If it is really true that only one council worker in four joined in yesterday's pensions strike, it could be because they are rather shrewd, or somebody has been passing round sound advice.

At first sight, these council people have an appealing case. The Government caved in pathetically when the civil servants threatened to strike rather than work on till 65 to rank for a full pension. Why on earth should their counterparts in local government be treated worse?

If council taxpayers cannot afford it, then let the Government stump up to right an injustice of its own making.

Or so I was thinking yesterday morning listening woozy-headedly to BBC 4's "Today" programme. Then I heard Dave Prentis, who runs Unison, Britain's biggest union, let drop that his members' pensions average just £31 a week.

How much of it, I wondered as I woke up, does Gordon Brown take off them with his pension credit means test?

You guessed. None of the very helpful people I could find in the Department of Work and Pensions was quite sure of the numbers. The nearest they came to a reassurance was the verdict from t he Financial Services Authority when pension credits started in 2003 - "For most people, most of the time, it pays to save".

How much it pays is harder to assess. The numbers go something like this. From April 6 the basic state pension for a single person will be £84.25 a week. Anybody with nothing else at all gets a "guaranteed" credit to bring their income up to £114.05 - an extra £29.80. Sadly, this is wiped out by a £31 a week local government pension, leaving the pensioner a slender £1.20 better off.
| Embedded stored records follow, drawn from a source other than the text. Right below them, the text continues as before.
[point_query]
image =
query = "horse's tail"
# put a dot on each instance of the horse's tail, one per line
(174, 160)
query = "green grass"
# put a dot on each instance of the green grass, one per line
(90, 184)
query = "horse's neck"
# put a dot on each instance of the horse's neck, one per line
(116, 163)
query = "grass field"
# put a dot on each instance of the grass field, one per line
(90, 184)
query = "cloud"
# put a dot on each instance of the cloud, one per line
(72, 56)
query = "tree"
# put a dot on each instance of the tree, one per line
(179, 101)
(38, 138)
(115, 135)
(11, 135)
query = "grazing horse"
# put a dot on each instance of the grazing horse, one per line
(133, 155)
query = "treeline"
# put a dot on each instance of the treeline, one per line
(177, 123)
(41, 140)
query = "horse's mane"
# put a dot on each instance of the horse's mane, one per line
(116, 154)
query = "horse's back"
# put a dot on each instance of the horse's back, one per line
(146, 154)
To make up for that, there is a second element of pension credit for people with "modest" savings or occupational pensions. What "modest" amounts to is unclear. Anyway, this savings-linked credit apparently cannot be worth more than £17.88 a week. So supposing our pensioner does qualify for that maximum, he or she will be left with £19.08 of the original £31 a week.

That is if I've got all the numbers right. They are the outcome of several conversations with a recurring theme that every case is different. The DWP's internal booklet spelling out the rules is 60 pages thick. Just how pensioners can tell if they have been awarded the right amount is not revealed.
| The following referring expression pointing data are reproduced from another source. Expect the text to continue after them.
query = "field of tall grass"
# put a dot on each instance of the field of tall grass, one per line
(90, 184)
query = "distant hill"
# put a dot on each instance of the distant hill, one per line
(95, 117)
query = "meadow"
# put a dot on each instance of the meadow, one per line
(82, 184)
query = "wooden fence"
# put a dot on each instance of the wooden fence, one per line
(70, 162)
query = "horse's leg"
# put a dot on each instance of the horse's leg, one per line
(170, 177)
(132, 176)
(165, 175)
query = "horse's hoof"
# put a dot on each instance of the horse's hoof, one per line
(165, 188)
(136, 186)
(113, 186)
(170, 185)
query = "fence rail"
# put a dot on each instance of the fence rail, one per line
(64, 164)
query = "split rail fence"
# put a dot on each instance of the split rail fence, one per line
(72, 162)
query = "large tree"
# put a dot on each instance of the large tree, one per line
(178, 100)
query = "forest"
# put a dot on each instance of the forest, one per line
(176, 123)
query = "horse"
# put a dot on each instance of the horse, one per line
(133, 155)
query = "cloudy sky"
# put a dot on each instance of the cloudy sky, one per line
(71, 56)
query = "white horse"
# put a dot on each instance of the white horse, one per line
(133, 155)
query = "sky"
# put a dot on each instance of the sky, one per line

But allowing for all the "ifs" and "maybes" it looks as if yesterday's strikers have less to lose than they may have supposed.

That, remember, is with a copper-plated final salary scheme - regardless of the age at which it starts. More than three million people draw pension credits.

Two-thirds of them, it is said, have been lifted out of "absolute poverty", at a cost which Gordon Brown finds affordable.

Still, it amounts to one more reminder of how hard it has become for anybody with less than average earnings to accumulate a money purchase pension that gives them fair value allowing for the credits they stand to lose - supposing always that Gordon's means test survives his Chancellorship.